同床異夢
王都に侵入したマサトシ、柊、リミエラの三人。
慣れない状況に戸惑いつつも機転を利かせ危機を乗り越えていく。
三人はひとまず作戦を立てるため宿屋に向かうが…。
見渡す限りの灰色。立ち上る煙と時折聞こえる銃声がここが帝都であることを再認識させる。
「あ、あれ宿屋じゃない?あの赤い屋根の立派な建物」
リミエラが指差す方向を見ると確かにそれっぽい建物がある。俺たちは看板を確かめ、中に入る。宿泊料は高かったが偵察のためだ。仕方ない。
「いらっしゃい。おや?兵士さんとは珍しい。」
受付には小太りの男性が一人。俺たちを見て驚いている様子だ。
「兵士には宿舎があるはずなんだけど…いったいどうしてここへ?」
しまった…。いきなりやらかしたか…?軍の兵士ならまだしも、一般市民に見破られるわけにはいかない。俺は必死に言い訳する。
「いや、前回の任務が辛くてさ。宿舎じゃ疲れがとれそうにないんだ。給料も出たし、たまには高級宿に泊まろうと思ってね。」
小太りの男性は俺たちをまじまじと眺めた後首を横に振る。
「あんたたち、よそ者だね…?」
バレた…嘘だろ…?俺たちは動揺を悟られないよう平静を装う。
「俺はこの宿屋だけじゃなく兵舎の管理人もやってるから兵士達のことはよく知ってる。あの3人はなんというか…そんな感じじゃない。喋り方も全然違う。それに…宿舎はこの宿屋より立派だよ。」
緊張感の張り詰める空気の中、俺は必死に次の一手を考える。どうする…この男が兵士を呼べば俺たちは終わりだ。そうなる前に…。
「まぁ、そんな難しい顔をするな。俺はあんた達みたいな人を待ってたんだから。」
予想外の言葉に耳を疑う俺たちをよそに男は話を続ける。
「最近の帝国はおかしい方向に進んでる。

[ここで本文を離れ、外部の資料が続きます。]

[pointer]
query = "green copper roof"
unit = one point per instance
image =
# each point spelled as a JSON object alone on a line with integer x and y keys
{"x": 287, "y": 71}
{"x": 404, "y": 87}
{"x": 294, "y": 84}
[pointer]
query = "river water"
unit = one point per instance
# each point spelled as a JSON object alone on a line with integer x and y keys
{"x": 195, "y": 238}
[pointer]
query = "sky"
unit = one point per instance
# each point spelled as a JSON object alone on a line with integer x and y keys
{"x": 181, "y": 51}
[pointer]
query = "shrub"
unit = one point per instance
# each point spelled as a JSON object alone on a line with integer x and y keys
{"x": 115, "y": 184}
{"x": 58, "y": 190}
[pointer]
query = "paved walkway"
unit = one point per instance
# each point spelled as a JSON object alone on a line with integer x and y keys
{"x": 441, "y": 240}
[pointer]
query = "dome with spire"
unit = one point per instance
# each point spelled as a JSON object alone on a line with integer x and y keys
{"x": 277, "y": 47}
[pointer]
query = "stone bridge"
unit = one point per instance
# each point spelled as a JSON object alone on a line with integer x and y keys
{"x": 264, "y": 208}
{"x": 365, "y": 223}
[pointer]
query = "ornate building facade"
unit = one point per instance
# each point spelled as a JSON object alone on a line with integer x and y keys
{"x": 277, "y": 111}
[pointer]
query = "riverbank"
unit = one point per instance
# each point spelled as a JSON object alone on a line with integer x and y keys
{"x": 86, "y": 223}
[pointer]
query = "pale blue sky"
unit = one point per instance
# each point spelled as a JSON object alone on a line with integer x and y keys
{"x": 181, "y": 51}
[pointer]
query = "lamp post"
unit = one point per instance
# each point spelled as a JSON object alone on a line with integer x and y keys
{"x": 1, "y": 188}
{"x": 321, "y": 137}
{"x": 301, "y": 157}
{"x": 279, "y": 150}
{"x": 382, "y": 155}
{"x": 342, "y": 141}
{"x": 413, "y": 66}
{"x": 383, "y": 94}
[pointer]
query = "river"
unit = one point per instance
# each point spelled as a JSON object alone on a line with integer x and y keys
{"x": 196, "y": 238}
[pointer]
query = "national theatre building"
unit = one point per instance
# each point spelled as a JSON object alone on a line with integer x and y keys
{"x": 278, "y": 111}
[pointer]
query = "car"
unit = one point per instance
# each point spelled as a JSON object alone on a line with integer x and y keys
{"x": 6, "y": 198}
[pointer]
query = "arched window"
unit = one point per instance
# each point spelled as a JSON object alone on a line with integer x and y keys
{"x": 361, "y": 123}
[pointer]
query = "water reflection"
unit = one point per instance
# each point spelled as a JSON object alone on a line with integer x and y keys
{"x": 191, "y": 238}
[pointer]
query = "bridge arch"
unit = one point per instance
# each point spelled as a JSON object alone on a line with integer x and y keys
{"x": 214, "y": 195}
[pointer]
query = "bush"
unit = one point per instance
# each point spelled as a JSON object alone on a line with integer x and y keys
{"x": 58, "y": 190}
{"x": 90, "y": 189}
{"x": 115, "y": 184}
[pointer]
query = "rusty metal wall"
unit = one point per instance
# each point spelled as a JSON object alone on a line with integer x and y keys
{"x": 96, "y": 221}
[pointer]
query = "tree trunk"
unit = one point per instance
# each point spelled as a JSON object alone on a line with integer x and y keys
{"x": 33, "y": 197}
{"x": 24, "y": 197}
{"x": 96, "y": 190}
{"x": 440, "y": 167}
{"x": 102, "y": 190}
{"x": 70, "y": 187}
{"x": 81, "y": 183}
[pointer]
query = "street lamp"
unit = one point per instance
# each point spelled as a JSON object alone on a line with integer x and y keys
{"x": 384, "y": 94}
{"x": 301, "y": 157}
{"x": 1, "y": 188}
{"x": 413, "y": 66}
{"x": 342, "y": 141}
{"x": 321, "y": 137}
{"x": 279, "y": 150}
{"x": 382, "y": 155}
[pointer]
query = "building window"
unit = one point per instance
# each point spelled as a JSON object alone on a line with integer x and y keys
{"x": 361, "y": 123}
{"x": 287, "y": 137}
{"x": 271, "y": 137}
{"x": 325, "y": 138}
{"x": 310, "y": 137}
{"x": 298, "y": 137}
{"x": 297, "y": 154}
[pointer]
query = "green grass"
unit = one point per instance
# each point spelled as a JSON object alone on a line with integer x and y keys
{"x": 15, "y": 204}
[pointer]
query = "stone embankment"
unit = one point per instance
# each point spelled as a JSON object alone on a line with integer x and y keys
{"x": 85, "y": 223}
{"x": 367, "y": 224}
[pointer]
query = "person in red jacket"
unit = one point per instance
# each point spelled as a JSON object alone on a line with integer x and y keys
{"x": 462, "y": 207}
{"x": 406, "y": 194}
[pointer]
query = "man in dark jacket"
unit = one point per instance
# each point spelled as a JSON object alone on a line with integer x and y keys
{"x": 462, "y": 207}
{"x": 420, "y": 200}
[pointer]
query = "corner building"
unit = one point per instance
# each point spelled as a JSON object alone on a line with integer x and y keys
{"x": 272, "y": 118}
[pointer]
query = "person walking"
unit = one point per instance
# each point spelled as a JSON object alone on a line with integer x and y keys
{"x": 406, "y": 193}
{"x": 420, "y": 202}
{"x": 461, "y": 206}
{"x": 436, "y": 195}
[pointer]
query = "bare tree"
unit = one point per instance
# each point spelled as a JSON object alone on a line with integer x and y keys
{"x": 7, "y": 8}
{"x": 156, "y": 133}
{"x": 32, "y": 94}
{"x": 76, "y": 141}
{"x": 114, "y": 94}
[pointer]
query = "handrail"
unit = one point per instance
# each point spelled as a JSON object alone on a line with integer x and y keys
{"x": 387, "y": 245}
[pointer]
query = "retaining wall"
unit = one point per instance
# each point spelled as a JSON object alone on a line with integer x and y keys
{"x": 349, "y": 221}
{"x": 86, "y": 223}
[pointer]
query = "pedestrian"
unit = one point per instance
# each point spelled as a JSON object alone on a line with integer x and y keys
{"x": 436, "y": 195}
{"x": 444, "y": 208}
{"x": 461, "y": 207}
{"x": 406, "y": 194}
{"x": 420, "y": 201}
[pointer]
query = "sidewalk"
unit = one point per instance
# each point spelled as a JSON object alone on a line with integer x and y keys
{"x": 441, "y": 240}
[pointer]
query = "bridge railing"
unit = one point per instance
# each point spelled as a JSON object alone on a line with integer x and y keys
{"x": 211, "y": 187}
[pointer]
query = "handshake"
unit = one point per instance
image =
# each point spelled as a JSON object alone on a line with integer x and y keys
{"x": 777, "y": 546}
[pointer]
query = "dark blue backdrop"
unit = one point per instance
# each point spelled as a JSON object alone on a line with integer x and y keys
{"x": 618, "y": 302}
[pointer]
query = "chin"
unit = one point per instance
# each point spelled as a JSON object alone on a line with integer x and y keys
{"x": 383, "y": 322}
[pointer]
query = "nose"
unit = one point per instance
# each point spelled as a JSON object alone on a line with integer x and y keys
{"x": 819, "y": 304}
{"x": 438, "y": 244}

軍事費の増加、そのための増税。俺たち一般市民はもううんざりだ。だからよ、お前達みたいなよそ者が帝国を潰してくれることを望んでる。」
苦々しい顔をしてそう呟いた後、男は頭をさげる。
「……。」
俺たちは警戒を解き、男の話を聞く。どうやら事情は違えど、今の帝国に不満を持つ同志のようだ。
「あんた達は…そうか、探し人がいるのか。」
色々と聞きたいことはあったが長々と話している余裕はない。俺はフリッツの居場所を聞く。あいつを捕まえれば帝国の内情、士官のこと、軍備施設のことも聞き出せる。それに、連れ帰れば王国の戦力強化にもつながる。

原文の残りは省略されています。